Назанский злобно фыркнул носом и замолчал.
– Говорите, говорите, – попросил умоляюще Ромашов.
– Да, настанет время, и оно уже у ворот. Время великих разочарований и страшной переоценки. Помните, я говорил вам как-то, что существует от века незримый и беспощадный гений человечества. Законы его точны и неумолимы. И чем мудрее становится человечество, тем более и глубже оно проникает в них. И вот я уверен, что по этим непреложным законам все в мире рано или поздно приходит в равновесие. Если рабство длилось века, то распадение его будет ужасно. Чем громаднее было насилие, тем кровавее будет расправа. И я глубоко, я твердо уверен, что настанет время, когда нас, патентованных красавцев, неотразимых соблазнителей, великолепных щеголей, станут стыдиться женщины и, наконец, перестанут слушаться солдаты. И это будет не за то, что мы били в кровь людей, лишенных возможности защищаться, и не за то, что нам, во имя чести мундира, проходило безнаказанным оскорбление женщин, и не за то, что мы, опьянев, рубили в кабаках в окрошку всякого встречного и поперечного. Конечно, и за то и за это, но есть у нас более страшная и уже теперь непоправимая вина. Это то, что мы – слепы и глухи ко всему. Давно уже, где-то вдали от наших грязных, вонючих стоянок, совершается огромная, новая, светозарная жизнь. Появились новые, смелые, гордые люди, загораются в умах пламенные свободные мысли. Как в последнем действии мелодрамы, рушатся старые башни и подземелья, и из-за них уже видится ослепительное сияние. А мы, надувшись, как индейские петухи, только хлопаем глазами и надменно болбочем: «Что? Где? Молчать! Бунт! Застрелю!» – И вот этого-то индюшачьего презрения к свободе человеческого духа нам не простят – во веки веков.
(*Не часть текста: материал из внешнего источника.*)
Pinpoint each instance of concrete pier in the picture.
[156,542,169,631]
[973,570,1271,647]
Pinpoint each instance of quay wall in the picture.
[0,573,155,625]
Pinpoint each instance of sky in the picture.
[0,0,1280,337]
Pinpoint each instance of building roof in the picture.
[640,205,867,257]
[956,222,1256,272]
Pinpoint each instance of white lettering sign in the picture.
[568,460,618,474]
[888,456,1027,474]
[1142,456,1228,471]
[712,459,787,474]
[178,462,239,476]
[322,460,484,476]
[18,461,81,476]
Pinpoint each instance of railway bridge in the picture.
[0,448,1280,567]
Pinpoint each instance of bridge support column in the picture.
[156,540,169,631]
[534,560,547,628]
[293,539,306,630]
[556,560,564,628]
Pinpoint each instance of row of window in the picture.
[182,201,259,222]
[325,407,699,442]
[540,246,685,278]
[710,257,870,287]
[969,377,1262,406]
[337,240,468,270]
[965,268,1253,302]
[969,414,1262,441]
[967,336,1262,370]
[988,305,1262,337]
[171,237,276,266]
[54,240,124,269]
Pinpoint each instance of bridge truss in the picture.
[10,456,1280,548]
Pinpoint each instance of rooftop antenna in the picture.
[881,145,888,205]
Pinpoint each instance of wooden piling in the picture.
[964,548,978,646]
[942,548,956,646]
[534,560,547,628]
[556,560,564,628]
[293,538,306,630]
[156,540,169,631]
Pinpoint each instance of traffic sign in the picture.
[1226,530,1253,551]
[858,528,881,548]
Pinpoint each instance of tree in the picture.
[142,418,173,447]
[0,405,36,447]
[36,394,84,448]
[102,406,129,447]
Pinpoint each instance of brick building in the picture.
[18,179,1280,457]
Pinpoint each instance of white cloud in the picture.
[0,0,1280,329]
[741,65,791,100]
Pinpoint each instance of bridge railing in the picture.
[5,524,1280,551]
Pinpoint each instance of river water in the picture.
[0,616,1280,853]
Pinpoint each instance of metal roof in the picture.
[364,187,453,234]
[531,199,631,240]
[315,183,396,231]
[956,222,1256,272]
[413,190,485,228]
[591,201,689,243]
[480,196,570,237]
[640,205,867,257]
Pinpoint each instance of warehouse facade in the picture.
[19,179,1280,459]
Лодка выехала в тихую, тайную водяную прогалинку. Кругом тесно обступил ее круглой зеленой стеной высокий и неподвижный камыш. Лодка была точно отрезана, укрыта от всего мира. Над ней с криком носились чайки, иногда так близко, почти касаясь крыльями Ромашова, что он чувствовал дуновение от их сильного полета. Должно быть, здесь, где-нибудь в чаще тростника, у них были гнезда. Назанский лег на корму навзничь и долго глядел вверх на небо, где золотые неподвижные облака уже окрашивались в розовый цвет.
Ромашов сказал робко:
– Вы не устали? Говорите еще.
И Назанский, точно продолжая вслух свои мысли, тотчас же заговорил:
– Да, наступает новое, чудное, великолепное время. Я ведь много прожил на свободе и много кой-чего читал, много испытал и видел. До этой поры старые вороны и галки вбивали в нас с самой школьной скамьи: «Люби ближнего, как самого себя, и знай, что кротость, послушание и трепет суть первые достоинства человека». Более честные, более сильные, более хищные говорили нам: «Возьмемся об руку, пойдем и погибнем, но будущим поколениям приготовим светлую и легкую жизнь». Но я никогда не понимал этого. Кто мне докажет с ясной убедительностью, – чем связан я с этим – черт бы его побрал! – моим ближним, с подлым рабом, с зараженным, с идиотом? О, из всех легенд я более всего ненавижу – всем сердцем, всей способностью к презрению – легенду об Юлиане Милостивом. Прокаженный говорил: «Я дрожу, ляг со мной в постель рядом. Я озяб, приблизь свои губы к моему смрадному рту и дыши на меня». Ух, ненавижу!